Hypercalcemia affects nearly every organ system in the body, but it particularly affects the CNS and kidneys. Mild hypercalcemia may not produce any symptoms. With modest hypercalcemia, most patients begin to feel fatigued. With higher levels, patients may have anxiety, depression, personality changes, and confusion. With very high levels, somnolence, coma, and death may ensure. The CNS effects are thought to be due to the direct depressant effect of hypercalcemia.

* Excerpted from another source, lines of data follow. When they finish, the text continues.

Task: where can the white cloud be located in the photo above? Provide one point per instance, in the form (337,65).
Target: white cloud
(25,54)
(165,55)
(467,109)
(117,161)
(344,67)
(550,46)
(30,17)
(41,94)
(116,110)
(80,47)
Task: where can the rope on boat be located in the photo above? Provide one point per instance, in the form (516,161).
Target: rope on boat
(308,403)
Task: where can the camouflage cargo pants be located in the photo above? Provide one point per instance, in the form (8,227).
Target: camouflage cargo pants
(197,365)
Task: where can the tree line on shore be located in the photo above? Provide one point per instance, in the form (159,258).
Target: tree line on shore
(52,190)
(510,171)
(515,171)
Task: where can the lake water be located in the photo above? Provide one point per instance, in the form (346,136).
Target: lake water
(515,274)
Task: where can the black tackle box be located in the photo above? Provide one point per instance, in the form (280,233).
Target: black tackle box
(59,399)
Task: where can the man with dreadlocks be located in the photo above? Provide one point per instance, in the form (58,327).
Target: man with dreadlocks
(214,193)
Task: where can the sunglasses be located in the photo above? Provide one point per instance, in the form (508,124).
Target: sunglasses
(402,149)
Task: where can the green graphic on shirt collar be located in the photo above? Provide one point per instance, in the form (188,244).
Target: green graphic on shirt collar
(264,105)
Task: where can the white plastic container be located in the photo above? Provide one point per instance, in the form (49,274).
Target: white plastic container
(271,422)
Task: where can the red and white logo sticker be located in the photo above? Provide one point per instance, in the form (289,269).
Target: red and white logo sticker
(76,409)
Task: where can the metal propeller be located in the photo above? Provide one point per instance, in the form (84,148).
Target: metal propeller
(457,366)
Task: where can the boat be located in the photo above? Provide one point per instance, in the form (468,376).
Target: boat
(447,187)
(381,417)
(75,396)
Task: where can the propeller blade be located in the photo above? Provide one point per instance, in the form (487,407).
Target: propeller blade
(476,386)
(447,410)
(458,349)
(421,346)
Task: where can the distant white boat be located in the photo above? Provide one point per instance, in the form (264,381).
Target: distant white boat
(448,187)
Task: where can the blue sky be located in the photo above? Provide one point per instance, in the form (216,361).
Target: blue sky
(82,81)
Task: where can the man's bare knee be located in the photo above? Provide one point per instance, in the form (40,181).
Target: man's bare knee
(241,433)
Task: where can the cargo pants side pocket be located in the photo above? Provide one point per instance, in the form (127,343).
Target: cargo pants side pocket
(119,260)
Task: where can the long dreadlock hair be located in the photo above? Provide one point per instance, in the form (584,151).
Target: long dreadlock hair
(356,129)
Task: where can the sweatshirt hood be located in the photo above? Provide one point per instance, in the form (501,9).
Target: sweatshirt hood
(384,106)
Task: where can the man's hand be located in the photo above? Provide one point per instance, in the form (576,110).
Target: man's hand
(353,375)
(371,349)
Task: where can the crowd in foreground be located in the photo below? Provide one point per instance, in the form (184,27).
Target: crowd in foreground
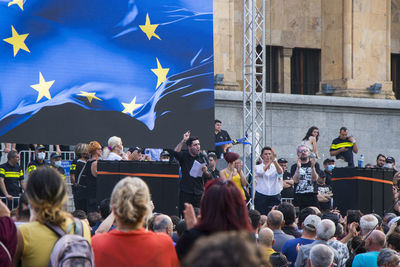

Renal effects include nephrolithiasis from the hypercalciuria. Distal renal tubular acidosis may be observed, and the increase in urine pH and hypocitraturia also may contribute to stone disease. Nephrogenic diabetes insipidus occurs from medullary calcium deposition and inhibition of aquaporin-2, the arginine-vasopressin–regulated water channel. Renal function may decrease due to hypercalcemia-induced renal vasoconstriction or if hypercalcemia is prolonged from calcium deposition (nephrocalcinosis) and interstitial renal disease.

High calcium levels also affect the conducting system of the heart and cause cardiac arrhythmias. Calcium has a positive inotropic effect. Hypercalcemia also causes hypertension, presumably from renal dysfunction and direct vasoconstriction.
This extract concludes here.